What sounds like the punchline to a bad joke from the 80s, is in fact, the headline of newsfeeds from today. In Russia, the cars drive you. Russia’s largest tech firm, Yandex, is already demonstrating self-driving taxis.
This headline is playing out in countries all over the world. It is not just a matter of a few countries with fewer regulations. In some ways, places like Russia and China are leading the way to our driverless future. They will be the first to fully experience the possibilities of a driverless society and the implications of what that entails.
The US is not without its advantages. We tend to be slower to adopt such technology due to our regulatory system. But what we lack in speed, we make up for in sheer determination. We have a lot of money to throw at the challenge. And we have a lot of companies fighting to get their innovations on the road first.
Ford has announced its driverless car intentions for 2021. Even if Ford has the technology by that time, that is only one piece of the puzzle. There are implications to a driverless future that most people have not considered. Considering the breakneck pace we are moving in that direction, it is past time we start thinking seriously about a few of those implications such as the following:
What happens when two driverless cars get into an accident? Neither of the passengers is at fault. After all, they weren’t driving the cars. The cars were driving them. These are the kinds of questions that accident attorneys like Mike Pines will be sorting out over the next few years.
In serious accidents where there are serious injuries, someone has to pay. The situation is even cloudier when it is one human driver versus one autonomous car. In the beginning of the driverless car transition, we might be tempted to blame the technology.
But more and more people are starting to believe that the roads will be safer without human drivers. That means the human will bear the burden of suspicion. In such cases, it will be difficult to establish the innocence of the human driver. Accident attorneys have to be ready for these cases long before they hit the courts.
There are two reasons humans tend to get where they are going when they take to the streets: One, we have an insatiable appetite for life. Two, we have developed advanced, non-verbal communication skills that convey intention, and can read the intentions of others. Right now, driverless cars don’t have either of those things.
Let us hope we never impart the will to live in our technology. But we can, and should demand that driverless cars have the ability to communicate in some way with one another. In a high-speed situation where multiple cars converge, eye contact and hand gestures go a long way. What is the driverless car equivalent?
Neither Apple, Google, Uber, nor Ford is interested in software that is interoperable with the other. They each want to own a proprietary share of the market. But the software is going to have to interoperate at some level. And that might have to be legislated.
Some estimates say there are 3.5 million truck drivers in the US alone. Add taxi drivers, Uber and Lyft drivers, postal drivers, parcel delivery drivers, food delivery drivers, public transportation drivers, school bus drivers, and everyone else that drives professionally. Now, imagine all those people unemployed within your lifetime.

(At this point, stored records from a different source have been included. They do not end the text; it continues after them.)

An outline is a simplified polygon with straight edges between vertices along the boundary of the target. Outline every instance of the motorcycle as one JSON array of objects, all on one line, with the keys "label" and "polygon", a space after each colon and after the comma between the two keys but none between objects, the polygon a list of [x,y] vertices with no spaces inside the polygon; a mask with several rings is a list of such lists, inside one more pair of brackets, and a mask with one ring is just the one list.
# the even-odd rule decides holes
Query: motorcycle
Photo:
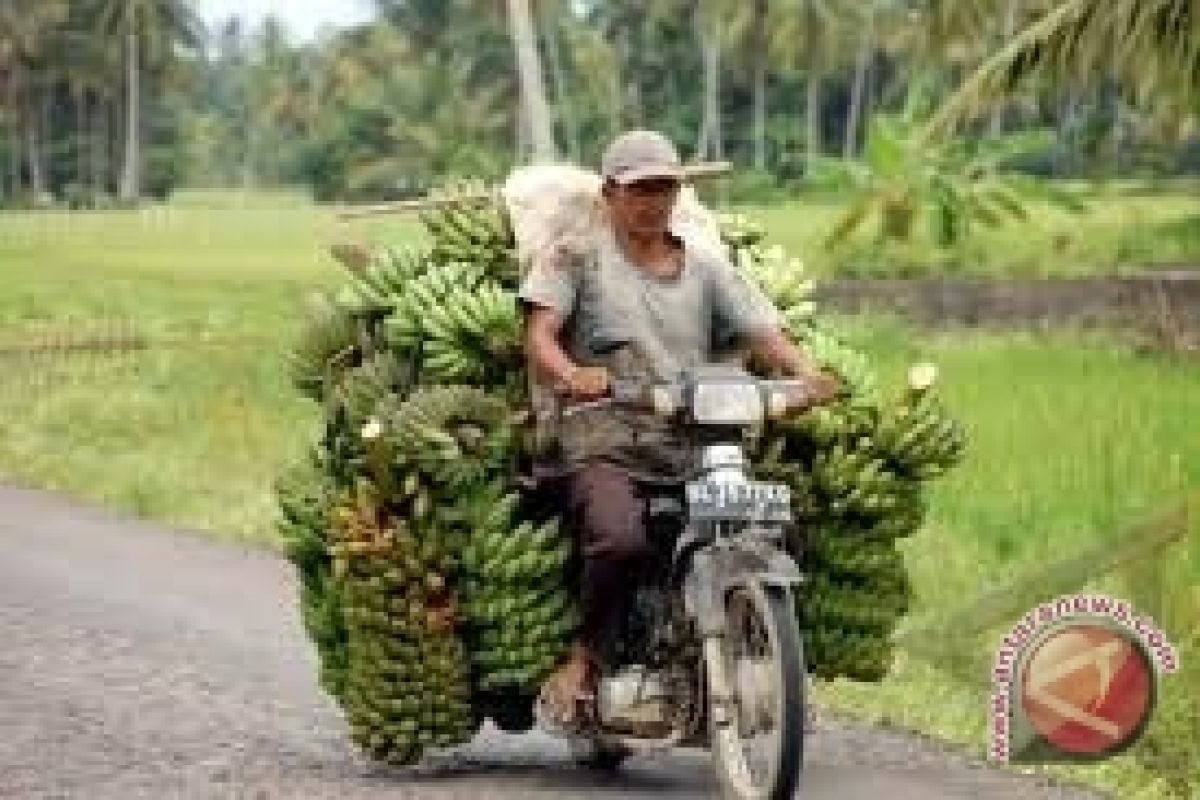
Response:
[{"label": "motorcycle", "polygon": [[690,466],[678,483],[649,490],[652,563],[604,654],[594,718],[556,731],[540,701],[535,708],[581,763],[614,769],[634,753],[707,745],[725,796],[794,795],[804,761],[804,581],[784,547],[789,489],[753,479],[745,441],[804,399],[800,381],[697,373],[618,381],[609,397],[584,404],[670,420]]}]

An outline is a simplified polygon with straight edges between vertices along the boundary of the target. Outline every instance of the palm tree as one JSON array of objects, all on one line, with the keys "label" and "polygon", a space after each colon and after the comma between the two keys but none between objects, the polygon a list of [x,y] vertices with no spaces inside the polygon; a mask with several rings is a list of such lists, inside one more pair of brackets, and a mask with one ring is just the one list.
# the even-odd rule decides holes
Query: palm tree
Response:
[{"label": "palm tree", "polygon": [[567,84],[564,64],[562,34],[563,16],[571,13],[562,0],[542,4],[538,20],[542,38],[546,42],[546,61],[550,66],[550,82],[554,87],[554,110],[557,112],[559,130],[567,153],[576,161],[580,158],[579,127],[575,122],[572,94]]},{"label": "palm tree", "polygon": [[725,155],[725,137],[721,130],[721,30],[724,20],[718,11],[716,3],[700,0],[693,15],[704,65],[700,131],[696,138],[697,161],[719,160]]},{"label": "palm tree", "polygon": [[11,109],[14,192],[18,190],[20,152],[35,197],[46,192],[42,153],[49,86],[47,60],[54,32],[66,19],[64,0],[9,0],[0,6],[0,81]]},{"label": "palm tree", "polygon": [[542,62],[538,56],[529,0],[508,0],[508,22],[517,57],[521,106],[526,131],[530,134],[533,158],[535,161],[553,161],[558,157],[558,147],[554,144],[554,126],[550,121],[550,105],[546,101],[546,85],[542,79]]},{"label": "palm tree", "polygon": [[771,15],[770,0],[754,0],[751,4],[750,58],[752,93],[751,137],[754,140],[754,168],[767,168],[767,71],[770,59],[770,37],[767,24]]},{"label": "palm tree", "polygon": [[948,132],[1032,76],[1095,74],[1112,75],[1160,105],[1194,104],[1200,99],[1200,7],[1195,0],[1056,0],[962,83],[928,135]]},{"label": "palm tree", "polygon": [[772,25],[772,49],[782,50],[805,76],[804,171],[811,175],[825,150],[825,79],[842,63],[850,26],[838,0],[790,0],[786,11]]},{"label": "palm tree", "polygon": [[807,56],[807,90],[805,91],[804,118],[808,124],[805,137],[805,173],[811,175],[816,168],[824,146],[821,142],[822,83],[825,70],[826,49],[822,46],[823,23],[828,19],[823,0],[804,0],[801,31],[804,36],[804,52]]},{"label": "palm tree", "polygon": [[54,73],[65,86],[74,112],[70,137],[75,156],[73,182],[78,190],[86,189],[87,196],[94,200],[103,189],[98,168],[101,143],[92,110],[102,104],[113,75],[111,50],[107,42],[95,35],[99,3],[74,0],[69,6],[69,16],[53,42]]},{"label": "palm tree", "polygon": [[132,202],[141,197],[141,110],[144,61],[171,55],[176,43],[196,47],[202,38],[199,18],[188,0],[108,0],[101,30],[119,35],[125,57],[125,154],[117,194]]},{"label": "palm tree", "polygon": [[875,56],[875,17],[878,13],[875,0],[868,0],[862,10],[862,40],[858,45],[858,58],[854,63],[854,81],[850,87],[850,109],[846,114],[846,136],[842,144],[842,156],[853,158],[858,148],[858,129],[863,115],[867,92],[867,73],[871,59]]}]

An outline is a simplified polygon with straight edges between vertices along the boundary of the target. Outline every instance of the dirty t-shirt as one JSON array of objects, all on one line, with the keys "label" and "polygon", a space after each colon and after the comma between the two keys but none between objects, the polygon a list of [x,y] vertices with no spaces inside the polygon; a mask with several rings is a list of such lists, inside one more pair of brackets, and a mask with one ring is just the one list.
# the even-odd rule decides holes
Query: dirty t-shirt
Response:
[{"label": "dirty t-shirt", "polygon": [[[561,315],[572,360],[617,378],[675,379],[713,363],[725,343],[781,326],[771,302],[723,254],[679,241],[682,269],[657,277],[631,263],[609,232],[586,255],[535,263],[520,297]],[[668,477],[682,469],[681,443],[647,415],[589,409],[558,419],[555,433],[568,464],[604,458]]]}]

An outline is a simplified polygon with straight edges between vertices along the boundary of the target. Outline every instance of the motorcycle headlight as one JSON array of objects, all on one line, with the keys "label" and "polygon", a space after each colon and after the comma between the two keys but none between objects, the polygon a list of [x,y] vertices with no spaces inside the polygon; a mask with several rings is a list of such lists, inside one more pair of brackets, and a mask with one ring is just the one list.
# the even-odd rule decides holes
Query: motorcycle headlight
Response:
[{"label": "motorcycle headlight", "polygon": [[702,425],[754,425],[763,420],[763,398],[754,383],[701,381],[695,385],[692,416]]}]

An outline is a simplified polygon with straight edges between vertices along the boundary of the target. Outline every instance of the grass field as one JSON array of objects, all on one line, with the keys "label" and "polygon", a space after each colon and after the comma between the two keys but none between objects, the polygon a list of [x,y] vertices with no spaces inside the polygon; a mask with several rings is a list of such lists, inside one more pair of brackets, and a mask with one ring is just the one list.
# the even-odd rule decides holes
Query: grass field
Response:
[{"label": "grass field", "polygon": [[939,272],[1030,278],[1120,274],[1148,265],[1200,263],[1200,206],[1194,194],[1130,196],[1120,185],[1079,192],[1086,210],[1030,204],[1029,218],[981,227],[961,244],[939,250],[918,230],[908,245],[874,246],[865,227],[829,249],[824,242],[844,209],[837,199],[747,208],[771,236],[801,254],[818,276],[901,277]]},{"label": "grass field", "polygon": [[[1165,204],[1155,224],[1185,214],[1178,197],[1145,202]],[[323,247],[410,238],[413,228],[340,227],[327,210],[277,199],[222,205],[197,196],[141,212],[0,214],[0,345],[50,330],[95,332],[116,320],[164,342],[70,361],[17,359],[0,348],[0,473],[223,537],[271,540],[271,482],[306,446],[317,419],[288,385],[282,354],[304,295],[338,278]],[[829,213],[796,207],[763,218],[777,240],[806,255],[817,220]],[[1090,224],[1112,228],[1120,214],[1111,213]],[[1135,234],[1146,235],[1128,236]],[[1085,238],[1081,247],[1098,247]],[[1022,252],[1032,258],[1035,248]],[[906,544],[916,621],[1111,541],[1128,522],[1200,486],[1195,361],[1139,355],[1099,334],[847,324],[888,375],[917,359],[937,362],[970,433],[967,462],[936,485],[928,525]],[[1168,631],[1196,636],[1200,536],[1164,563],[1157,579],[1172,587],[1173,622],[1183,626]],[[1113,579],[1100,585],[1123,589]],[[1195,696],[1166,689],[1167,702],[1200,714]],[[982,746],[983,696],[919,663],[902,661],[881,686],[820,691],[855,713]],[[1121,797],[1161,796],[1129,758],[1071,774],[1120,787]]]}]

That is the inevitable future we face. It may one day be illegal to drive. Corporate and public interests would definitely be to eliminate human drivers from the payroll. Are we ready for that kind of job displacement?
It is easy to ask questions. And these are among the easiest: How do we adjudicate accidents where there is at least one driverless car? How do we force companies to build in interoperability? And what do we do with all the humans that will be displaced by this disruptive technology?
The answers do not yet exist. But it starts with intelligent conversations where we all have a part in shaping our driverless future. That future is a lot closer than you think.